# Timeclock app



## teejay024 (Sep 20, 2015)

Does anyone use an iPad or smartphone app for employees to use to punch in and out with? Any recommendations?


----------



## George Z (Apr 15, 2007)

Tsheets.com. Used it and happy with it for maybe 6-7 years


----------



## DeanV (Apr 18, 2007)

TimeStation is what we use. iOS only or through browser, no android app yet.

TSheets seems to be the industry standard though against which to measure those kind of programs. We have a couple iPads in the field that we use to let crews punch in on and we also allow some employees to clock in on their own phones or through the website (you have control over that).


----------



## Epoxy Pro (Oct 7, 2012)

George Z said:


> Tsheets.com. Used it and happy with it for maybe 6-7 years


Great app. We have been using it since last winter.


----------



## Schmidt & Co. (Nov 6, 2008)

Tsheets here also. I've been using it for two years now and would never go back to the old way.


----------



## straight_lines (Oct 17, 2007)

Tsheets as well. Love that in integrates into QB, just approve the time and export. Everything is there when I run payroll, and every minute of time is charged to the correct job. 

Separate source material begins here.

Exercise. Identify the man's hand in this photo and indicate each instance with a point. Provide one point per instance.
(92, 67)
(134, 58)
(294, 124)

It makes checking our numbers to ensure correct bidding really easy.


----------



## DeanV (Apr 18, 2007)

How does importing overtime from tsheets work?


Sent from my iPhone using Tapatalk


----------



## George Z (Apr 15, 2007)

DeanV said:


> How does importing overtime from tsheets work?
> 
> 
> Sent from my iPhone using Tapatalk


No clue, we never work overtime. They are very responsive and customer friendly, maybe they can answer that question.


----------



## straight_lines (Oct 17, 2007)

DeanV said:


> How does importing overtime from tsheets work?
> 
> 
> Sent from my iPhone using Tapatalk


I have tried everything short of calling support but it just imports everything into regular time. I have to manually edit if there is overtime to correct it.


----------



## DeanV (Apr 18, 2007)

I manually enter everything from timestation to qb but it does not calculate overtime either so I need to do the math part. 

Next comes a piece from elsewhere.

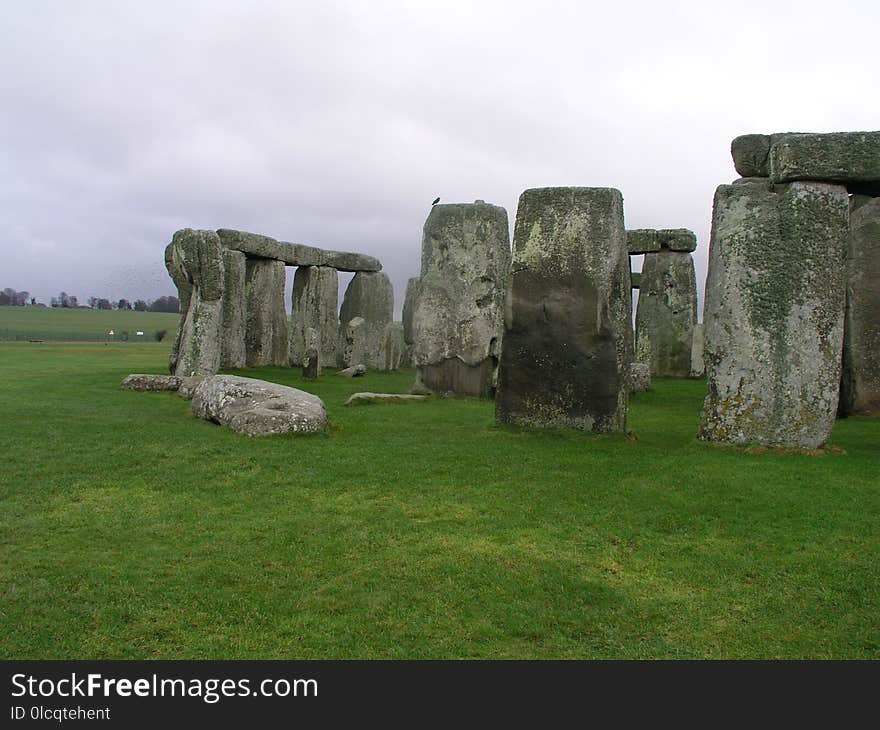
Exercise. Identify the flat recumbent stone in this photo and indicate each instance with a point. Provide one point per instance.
(256, 407)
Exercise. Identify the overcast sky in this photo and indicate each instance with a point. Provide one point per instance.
(337, 123)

Sent from my iPhone using Tapatalk


----------



## straight_lines (Oct 17, 2007)

Tsheets breaks down into regular and OT depending on how it's set up. Somehow in the import it all goes into regular hours into QB. 

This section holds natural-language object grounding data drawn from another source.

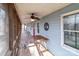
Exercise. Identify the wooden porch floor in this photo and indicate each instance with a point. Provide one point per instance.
(29, 48)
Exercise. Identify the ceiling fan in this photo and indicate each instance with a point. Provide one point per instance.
(34, 17)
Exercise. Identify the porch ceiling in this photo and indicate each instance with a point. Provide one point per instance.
(42, 9)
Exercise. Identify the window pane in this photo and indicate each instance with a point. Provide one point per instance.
(77, 22)
(69, 22)
(69, 38)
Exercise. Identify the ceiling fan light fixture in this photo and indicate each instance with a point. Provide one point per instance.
(32, 20)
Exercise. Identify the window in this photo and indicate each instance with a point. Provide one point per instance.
(70, 31)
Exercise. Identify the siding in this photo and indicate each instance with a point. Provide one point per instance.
(4, 39)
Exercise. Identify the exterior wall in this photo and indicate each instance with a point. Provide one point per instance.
(54, 32)
(4, 31)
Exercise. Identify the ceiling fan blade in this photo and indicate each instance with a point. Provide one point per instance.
(37, 18)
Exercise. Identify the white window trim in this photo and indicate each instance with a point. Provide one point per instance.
(71, 49)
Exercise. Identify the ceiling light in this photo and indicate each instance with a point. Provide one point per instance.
(32, 20)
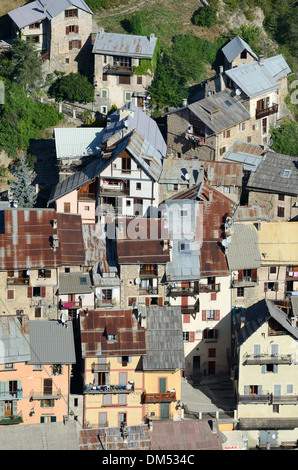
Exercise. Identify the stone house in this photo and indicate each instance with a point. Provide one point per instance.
(35, 245)
(123, 180)
(61, 30)
(274, 184)
(34, 386)
(118, 74)
(266, 378)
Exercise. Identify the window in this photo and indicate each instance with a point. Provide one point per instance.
(72, 29)
(10, 294)
(240, 291)
(71, 13)
(127, 95)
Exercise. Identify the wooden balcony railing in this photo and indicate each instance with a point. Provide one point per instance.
(260, 113)
(166, 397)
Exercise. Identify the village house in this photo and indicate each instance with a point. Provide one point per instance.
(274, 184)
(123, 69)
(266, 385)
(205, 300)
(36, 244)
(34, 386)
(61, 31)
(125, 379)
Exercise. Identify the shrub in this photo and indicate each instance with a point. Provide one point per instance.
(205, 16)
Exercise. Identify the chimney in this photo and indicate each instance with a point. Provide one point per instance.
(222, 85)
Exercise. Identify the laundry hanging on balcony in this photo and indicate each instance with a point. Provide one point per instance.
(189, 135)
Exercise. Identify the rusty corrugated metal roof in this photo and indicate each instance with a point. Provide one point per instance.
(26, 239)
(97, 325)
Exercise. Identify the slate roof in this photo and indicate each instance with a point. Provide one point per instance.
(124, 45)
(243, 251)
(260, 313)
(255, 79)
(75, 283)
(235, 47)
(138, 120)
(131, 339)
(270, 177)
(164, 339)
(14, 339)
(77, 142)
(51, 342)
(39, 10)
(25, 239)
(219, 111)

Something I keep forgetting to ask my bookkeeper. She is really good with tech issues in QB and will keep calling support until it gets resolved. Even got me a discounted rate because we had so many issues and cost when switching to online from desktop.


----------



## DeanV (Apr 18, 2007)

For me, it looks like TimeStation is $20 per month, but TSheets would be $96 per month for 20 employees.

Not sure QB export is worth the extra cost for me.


----------